La base d’Al Udeid, située près de Doha, est la plus grande base militaire américaine au Moyen-Orient. Elle joue un rôle stratégique majeur mais ce soir de nombreux qataris doivent s’interroger.

La base d’Al Udeid

  • Quartier général du CENTCOM : C’est le centre de commandement des opérations américaines dans toute la région (Irak, Syrie, Afghanistan, Golfe…).
  • Plateforme aérienne : Elle accueille des bombardiers lourds (B-1, B-52), des avions ravitailleurs (KC-135), de reconnaissance et de transport.
  • Partenariat militaire : Elle symbolise l’alliance forte entre les États-Unis et le Qatar. En 2024, un accord a été signé pour prolonger son utilisation pendant 10 ans.
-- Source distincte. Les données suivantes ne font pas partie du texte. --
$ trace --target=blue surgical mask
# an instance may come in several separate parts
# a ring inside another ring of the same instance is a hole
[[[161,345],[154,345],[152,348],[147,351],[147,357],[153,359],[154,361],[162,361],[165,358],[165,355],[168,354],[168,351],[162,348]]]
Les Américains ont-ils averti le Qatar ?

Selon plusieurs sources, les États-Unis ont été informés à l’avance par Israël des frappes du 9 septembre 20254. Mais le Qatar nie avoir été prévenu par les Américains avant les explosions. Le ministère qatari des Affaires étrangères affirme que l’appel d’un responsable américain est arrivé alors que les frappes étaient déjà en cours.

Cela suggère que :

  • Soit les Américains ont été mis au courant mais n’ont pas relayé l’information à Doha.
  • Soit ils ont choisi de ne pas interférer, malgré leur présence militaire sur place.

Où était la défense qatarie et ses Rafales ?

C’est la grande question tactique. Le Qatar possède une flotte de Rafale F3-R livrés par la France, capables d’interception et de défense aérienne. Pourtant :

  • Aucune interception n’a été rapportée.
  • Un sous-officier qatari a été tué dans l’attaque, ce qui montre que les frappes ont touché des zones sensibles.
  • Le ministère de l’Intérieur a simplement évoqué une “situation sûre” après les frappes, sans mention d’une riposte ou d’une activation de la défense aérienne.

Cela pourrait indiquer :

  • Une surprise totale, sans alerte préalable.
  • Une volonté politique de ne pas escalader, surtout face à un allié américain et un acteur régional comme Israël.
  • Ou une incapacité technique à intercepter des missiles ou drones furtifs à temps.

Ce silence opérationnel de la défense qatarie est en soi un message diplomatique. Et il alimente les interrogations sur la souveraineté réelle du Qatar face aux puissances alliées.

Ce soir on s’interroge : entre alliances complexes et enjeux régionaux, les jours à venir risquent d’être riches en révélations… ou en silences éloquents.